Nesse caso específico, tenho analisado três dimensões relacionadas. Uma dimensão mais macro, que chamaria de uma reação ao momento em que a nação vivia, em que as liberdades democráticas não existiam, em que existiam uma opressão e uma ditadura. É uma situação interessante, pois, segundo se entende, parte da classe que apoiou a revolução já estava desconfiada da situação, não eram os caminhos propostos. Quero trazer, de alguma maneira, a idéia de que os estudantes estavam pactuando com esse grupo e que, logo depois, ao perceberem que não era como esperavam, se posicionaram e tomaram alguma atitude. Esse grupo era a representatividade naquele momento; o episódio poderia não ter ocorrido, mas os estudantes permaneceram, em uma clara atitude decisiva e política.
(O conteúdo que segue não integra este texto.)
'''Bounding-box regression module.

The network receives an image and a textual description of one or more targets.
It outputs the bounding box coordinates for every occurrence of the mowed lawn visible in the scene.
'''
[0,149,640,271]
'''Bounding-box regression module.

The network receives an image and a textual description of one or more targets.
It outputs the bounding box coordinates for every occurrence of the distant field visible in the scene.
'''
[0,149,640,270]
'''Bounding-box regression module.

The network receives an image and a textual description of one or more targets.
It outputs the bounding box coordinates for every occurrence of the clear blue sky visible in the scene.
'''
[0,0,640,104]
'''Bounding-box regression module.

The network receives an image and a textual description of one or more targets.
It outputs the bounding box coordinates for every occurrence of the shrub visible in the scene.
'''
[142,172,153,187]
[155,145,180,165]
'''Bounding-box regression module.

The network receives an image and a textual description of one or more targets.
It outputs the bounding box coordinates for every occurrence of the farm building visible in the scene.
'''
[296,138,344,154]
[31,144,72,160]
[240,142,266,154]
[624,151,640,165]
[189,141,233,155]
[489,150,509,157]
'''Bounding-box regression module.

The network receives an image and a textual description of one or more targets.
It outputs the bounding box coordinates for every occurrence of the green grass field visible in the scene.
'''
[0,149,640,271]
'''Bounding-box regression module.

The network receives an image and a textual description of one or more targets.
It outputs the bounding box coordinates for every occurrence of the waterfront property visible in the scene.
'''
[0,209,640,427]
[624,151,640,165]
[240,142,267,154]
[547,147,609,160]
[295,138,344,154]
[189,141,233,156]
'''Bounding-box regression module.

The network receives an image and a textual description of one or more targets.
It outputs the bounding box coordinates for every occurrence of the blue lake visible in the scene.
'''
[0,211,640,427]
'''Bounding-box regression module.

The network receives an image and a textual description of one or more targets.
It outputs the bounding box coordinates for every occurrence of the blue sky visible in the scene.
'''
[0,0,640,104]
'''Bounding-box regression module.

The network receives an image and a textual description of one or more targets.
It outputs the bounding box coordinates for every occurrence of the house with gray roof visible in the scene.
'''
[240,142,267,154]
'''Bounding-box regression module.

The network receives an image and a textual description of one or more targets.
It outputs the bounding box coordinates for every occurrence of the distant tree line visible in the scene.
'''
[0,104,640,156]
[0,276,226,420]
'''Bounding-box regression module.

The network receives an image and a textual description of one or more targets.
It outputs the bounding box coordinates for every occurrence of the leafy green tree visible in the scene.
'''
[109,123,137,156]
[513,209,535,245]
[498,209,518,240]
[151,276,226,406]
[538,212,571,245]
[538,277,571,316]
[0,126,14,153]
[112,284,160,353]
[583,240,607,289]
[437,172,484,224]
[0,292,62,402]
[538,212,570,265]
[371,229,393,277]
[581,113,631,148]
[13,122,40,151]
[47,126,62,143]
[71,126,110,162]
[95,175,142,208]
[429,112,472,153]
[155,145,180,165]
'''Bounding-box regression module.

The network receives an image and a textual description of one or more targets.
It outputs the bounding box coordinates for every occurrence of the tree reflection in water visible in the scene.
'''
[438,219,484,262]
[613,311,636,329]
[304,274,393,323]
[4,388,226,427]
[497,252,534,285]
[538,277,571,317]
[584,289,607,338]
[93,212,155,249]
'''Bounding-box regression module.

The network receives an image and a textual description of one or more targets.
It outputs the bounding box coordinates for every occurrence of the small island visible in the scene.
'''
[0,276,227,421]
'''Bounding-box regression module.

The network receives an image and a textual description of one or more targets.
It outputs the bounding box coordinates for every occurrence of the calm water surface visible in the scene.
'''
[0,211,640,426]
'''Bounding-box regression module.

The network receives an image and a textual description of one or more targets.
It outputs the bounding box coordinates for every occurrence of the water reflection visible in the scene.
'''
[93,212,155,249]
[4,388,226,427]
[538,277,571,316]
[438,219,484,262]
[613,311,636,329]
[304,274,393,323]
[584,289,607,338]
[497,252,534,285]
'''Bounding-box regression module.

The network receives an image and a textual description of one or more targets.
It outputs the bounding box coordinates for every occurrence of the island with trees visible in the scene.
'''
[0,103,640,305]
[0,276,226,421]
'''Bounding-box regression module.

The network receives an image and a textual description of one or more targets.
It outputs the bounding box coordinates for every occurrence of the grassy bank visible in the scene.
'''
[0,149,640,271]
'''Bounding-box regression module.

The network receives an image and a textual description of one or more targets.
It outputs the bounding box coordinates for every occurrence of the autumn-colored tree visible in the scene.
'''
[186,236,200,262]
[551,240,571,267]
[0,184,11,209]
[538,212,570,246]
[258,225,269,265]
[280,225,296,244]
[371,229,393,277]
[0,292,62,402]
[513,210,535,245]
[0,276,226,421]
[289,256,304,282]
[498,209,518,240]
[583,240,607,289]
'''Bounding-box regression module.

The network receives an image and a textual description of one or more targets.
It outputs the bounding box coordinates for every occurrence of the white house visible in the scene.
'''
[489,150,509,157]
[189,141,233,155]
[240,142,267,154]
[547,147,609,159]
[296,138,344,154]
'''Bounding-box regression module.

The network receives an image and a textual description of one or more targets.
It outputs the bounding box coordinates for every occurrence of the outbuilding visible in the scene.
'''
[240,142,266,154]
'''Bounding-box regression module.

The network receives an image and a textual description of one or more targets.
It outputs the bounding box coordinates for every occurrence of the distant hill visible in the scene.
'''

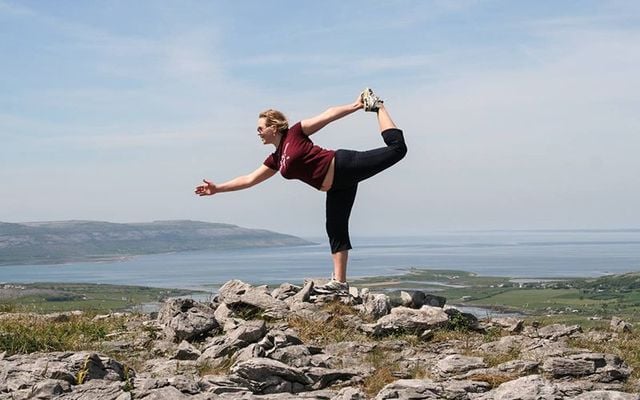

Gosto muito da frase que diz que o estudante deve “resgatar um pouco da sua generosa radicalidade e das suas ousadas utopias”. O estudante tem isso, e, naquele momento, estava exacerbado. E por que não está assim hoje? Porque, hoje, a ditadura mudou; não existe uma ditadura militar, mas sim a do mercado, que dita todas as normas, até o movimento da vida se transforma mercadoria. Nessa dimensão, o estudante deve se posicionar mais agressivamente em relação a isso.

A segunda dimensão que acho fundamental entender é a questão da autonomia da universidade. Nesse momento, não foi tirada a autonomia da universidade porque não existia; quando o ministro tira um reitor do cargo e diz que o poder agora está com ele, não há autonomia. Até hoje a universidade busca autonomia. Recentemente, vivenciamos um episódio em que o candidato a reitor menos indicado para assumir, com o menor número de votos, assumiu o cargo; não existe autonomia.

A terceira dimensão é mais local e, por isso, voltamos ao papel da faculdade nesses 200 anos. A Faculdade de Medicina tem uma responsabilidade social imensa, pois não pode simplesmente formar grandes técnicos, mas sim grandes cidadãos, que vão perceber que a medicina e a saúde transcendem a questão meramente profissional. Além disso, há a produção de saber, em que a Faculdade de Medicina vem se mantendo como destaque nos últimos anos. Estou querendo passar a perspectiva de que a medicina faz parte do conceito de saúde, mas a saúde não é só a medicina.

Temos grandes desafios, que trazemos de volta com a rememoração do episódio. Ele traz essa reflexão individual, mas também a coloca em um contexto, quando é feita, por exemplo, uma exposição ou uma sessão solene no conselho universitário, que vira os olhos, não só para Faculdade de Medicina, mas para o episódio em si, que envolve a questão da autonomia. Ele chama a atenção para um episódio importante e para o fato de que outros também existiram, em outras unidades. O desafio é como olhar para esse momento e perceber que foi expressivo, como entender o seu presente para construir um futuro mais promissor, mais adequado para a nossa faculdade.”